<h1 align='center'>Cybersecurity threats detection using Deep Learning Architectures</h1>

### Types of Attacks

- *Denial of service attack (DoS)*: freezing or stopping the service permanently or temporarily, by sending a large amount of traffic
- *Remote to local attack*: unauthorized access is granted by sending packets between the network and the system
- *Probing*: information and data collected by scanning and mapping the network
- *User to root attack*: normal users' password is traced
- *Adversarial Attacks*: Deep Neural network are targeted by integrating noise in training data
- *Integrity Attacks*: system data is corrupted or encrypted
- *Causative Attacks*: neural network decision-making algorithm is attacked leading to miss-classification

### USTC-TK2016 Dataset

USTC-TK2016 is composed by a set of pcap files containing raw network traffic from 10 bening and 10 malware apps as shown at the table below:<br>
![USTC-TK2016](data/img/USTC-TK2016.png)<br>

### Approach

- *CNN*: Pcap files will be transformed to mist images fed to CNN
- *DNN~LSTM*: Argus api will be used to extract features from pcap files

#### Malware Traffic Classification Using CNN

##### Data preprocessing

- Step 1: Install pre-requisites (DO NOT RUN)

In [None]:
# Connect to Drive
from google.colab import drive
drive.mount('/content/drive')

# Update the list of packages
!sudo apt-get update
# Install pre-requisite packages.
!sudo apt-get install -y wget apt-transport-https software-properties-common
# Download the Microsoft repository GPG keys
!wget -q https://packages.microsoft.com/config/ubuntu/16.04/packages-microsoft-prod.deb
# Register the Microsoft repository GPG keys
!sudo dpkg -i packages-microsoft-prod.deb
# Update the list of packages after we added packages.microsoft.com
!sudo apt-get update
# Install PowerShell
!sudo apt-get install -y powershell
# Install SplitCap pre-requisite
!sudo apt install mono-runtime
# Install find dupes
!sudo apt-get install fdupes

%cd drive/MyDrive/UNIPI/DL_Cybersecurity/
# Clone the repository on "ubuntu" branch
!sudo git clone -b ubuntu https://github.com/yungshenglu/USTC-TK2016 USTC-TK2016
# Install the required packages
!pip3 install -r requirements.txt
# Download the traffic dataset
%cd USTC-TK2016/1_Pcap/
!sudo git clone -b master https://github.com/yungshenglu/USTC-TFC2016
# Grand run permission to executable files
%cd ../
!chmod 777 0_Tool/SplitCap_2-1/SplitCap.exe
!chmod 777 1_Pcap2Session.ps1
!chmod 777 2_ProcessSession.ps1


- Step 2: Split the PCAP files by each session (DO NOT RUN)


In [None]:
!pwsh -File ./1_Pcap2Session.ps1

- Step 3: Process Sessions  (DO NOT RUN)

Top 60000 large PCAP files selected and trimmed and randomly distributed into test and train sets.

In [None]:
!pwsh -File ./2_ProcessSession.ps1

- Step 4: PCAP files converted to images (DO NOT RUN)

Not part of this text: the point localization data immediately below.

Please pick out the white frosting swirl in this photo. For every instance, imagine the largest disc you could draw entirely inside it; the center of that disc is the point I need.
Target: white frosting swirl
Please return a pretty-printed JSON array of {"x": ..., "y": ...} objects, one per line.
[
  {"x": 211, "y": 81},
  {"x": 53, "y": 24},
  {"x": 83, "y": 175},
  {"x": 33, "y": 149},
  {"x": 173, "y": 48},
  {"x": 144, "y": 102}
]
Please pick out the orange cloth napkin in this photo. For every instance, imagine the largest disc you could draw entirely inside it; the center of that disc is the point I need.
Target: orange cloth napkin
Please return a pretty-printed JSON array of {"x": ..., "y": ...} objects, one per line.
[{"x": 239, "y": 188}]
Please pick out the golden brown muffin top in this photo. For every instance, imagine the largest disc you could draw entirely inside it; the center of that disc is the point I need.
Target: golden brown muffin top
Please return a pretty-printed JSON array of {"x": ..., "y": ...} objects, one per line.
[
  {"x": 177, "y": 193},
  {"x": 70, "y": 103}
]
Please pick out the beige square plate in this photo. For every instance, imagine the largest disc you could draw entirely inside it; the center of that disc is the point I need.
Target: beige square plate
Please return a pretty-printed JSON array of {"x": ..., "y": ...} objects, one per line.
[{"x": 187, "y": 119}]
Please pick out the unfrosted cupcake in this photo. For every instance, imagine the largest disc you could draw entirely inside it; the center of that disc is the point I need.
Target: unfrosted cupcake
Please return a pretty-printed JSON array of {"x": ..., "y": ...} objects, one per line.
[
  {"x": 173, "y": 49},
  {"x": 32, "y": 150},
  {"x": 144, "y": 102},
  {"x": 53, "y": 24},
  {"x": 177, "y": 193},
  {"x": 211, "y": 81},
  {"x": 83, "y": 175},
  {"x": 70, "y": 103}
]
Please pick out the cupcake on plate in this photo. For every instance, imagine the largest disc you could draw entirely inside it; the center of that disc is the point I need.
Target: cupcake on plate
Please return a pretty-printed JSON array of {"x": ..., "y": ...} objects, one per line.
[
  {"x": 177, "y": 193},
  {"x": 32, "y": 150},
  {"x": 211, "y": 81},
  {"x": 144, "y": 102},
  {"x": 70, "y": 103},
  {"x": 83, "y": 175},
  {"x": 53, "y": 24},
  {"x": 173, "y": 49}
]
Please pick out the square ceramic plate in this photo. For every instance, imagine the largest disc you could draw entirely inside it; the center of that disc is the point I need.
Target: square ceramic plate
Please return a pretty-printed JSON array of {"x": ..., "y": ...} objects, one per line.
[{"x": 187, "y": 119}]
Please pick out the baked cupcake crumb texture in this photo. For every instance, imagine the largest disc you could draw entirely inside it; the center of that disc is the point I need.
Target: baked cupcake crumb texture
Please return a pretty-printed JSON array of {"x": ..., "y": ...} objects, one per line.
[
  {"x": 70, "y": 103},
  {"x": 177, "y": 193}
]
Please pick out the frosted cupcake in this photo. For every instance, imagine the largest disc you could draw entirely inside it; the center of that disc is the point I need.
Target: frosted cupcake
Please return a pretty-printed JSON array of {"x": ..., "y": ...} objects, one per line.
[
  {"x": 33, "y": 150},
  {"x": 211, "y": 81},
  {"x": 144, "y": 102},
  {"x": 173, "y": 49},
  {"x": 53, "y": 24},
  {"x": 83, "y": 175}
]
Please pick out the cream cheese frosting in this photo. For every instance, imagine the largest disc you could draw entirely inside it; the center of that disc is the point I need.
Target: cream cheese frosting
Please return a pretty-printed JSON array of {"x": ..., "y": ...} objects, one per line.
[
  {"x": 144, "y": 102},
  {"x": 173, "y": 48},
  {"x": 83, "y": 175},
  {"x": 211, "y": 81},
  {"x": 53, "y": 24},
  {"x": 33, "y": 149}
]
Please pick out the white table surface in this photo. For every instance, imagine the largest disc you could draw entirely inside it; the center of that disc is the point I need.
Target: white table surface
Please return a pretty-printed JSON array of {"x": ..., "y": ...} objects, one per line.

Trimmed PCAP files into size is 784 bytes (28 x 28) (0x00 element is appended if the PCAP file is shorter than 784 bytes)

In [None]:
!python3 3_Session2Png.py

- Step 5: Png files are labeled and converted to IDX files (DO NOT RUN)

In [None]:
!python3 4_Png2Mnist.py

##### Training and Test

In [2]:
import tensorflow as tf
import gzip
import time
import sys
import numpy as np
import os

IMAGE_SIZE = 28
DATA_DIR = 'drive/MyDrive/UNIPI/DL_Cybersecurity/USTC-TK2016/5_Mnist/'


def extract_data(filename, num_images):
  """Extract the images into a 4D tensor [image index, y, x, channels].
  Values are rescaled from [0, 255] down to [-0.5, 0.5].
  """
  print('Extracting', filename)
  with gzip.open(filename) as bytestream:
    bytestream.read(16)
    buf = bytestream.read(IMAGE_SIZE * IMAGE_SIZE * num_images)
    data = np.frombuffer(buf, dtype=np.uint8).astype(np.float32)
    #data = (data - (PIXEL_DEPTH / 2.0)) / PIXEL_DEPTH
    data = data.reshape(num_images, IMAGE_SIZE, IMAGE_SIZE, 1)
    return data


def extract_labels(filename, num_images):
  """Extract the labels into a vector of int64 label IDs."""
  print('Extracting', filename)
  with gzip.open(filename) as bytestream:
    bytestream.read(8)
    buf = bytestream.read(1 * num_images)
    labels = np.frombuffer(buf, dtype=np.uint8).astype(np.int64)
  return labels

# Extract it into np arrays.
train_data = extract_data(DATA_DIR + 'train-images-idx3-ubyte.gz', 60000)
train_labels = extract_labels(DATA_DIR + 'train-labels-idx1-ubyte.gz', 60000)
test_data = extract_data(DATA_DIR + 't10k-images-idx3-ubyte.gz', 10000)
test_labels = extract_labels(DATA_DIR + 't10k-labels-idx1-ubyte.gz', 10000)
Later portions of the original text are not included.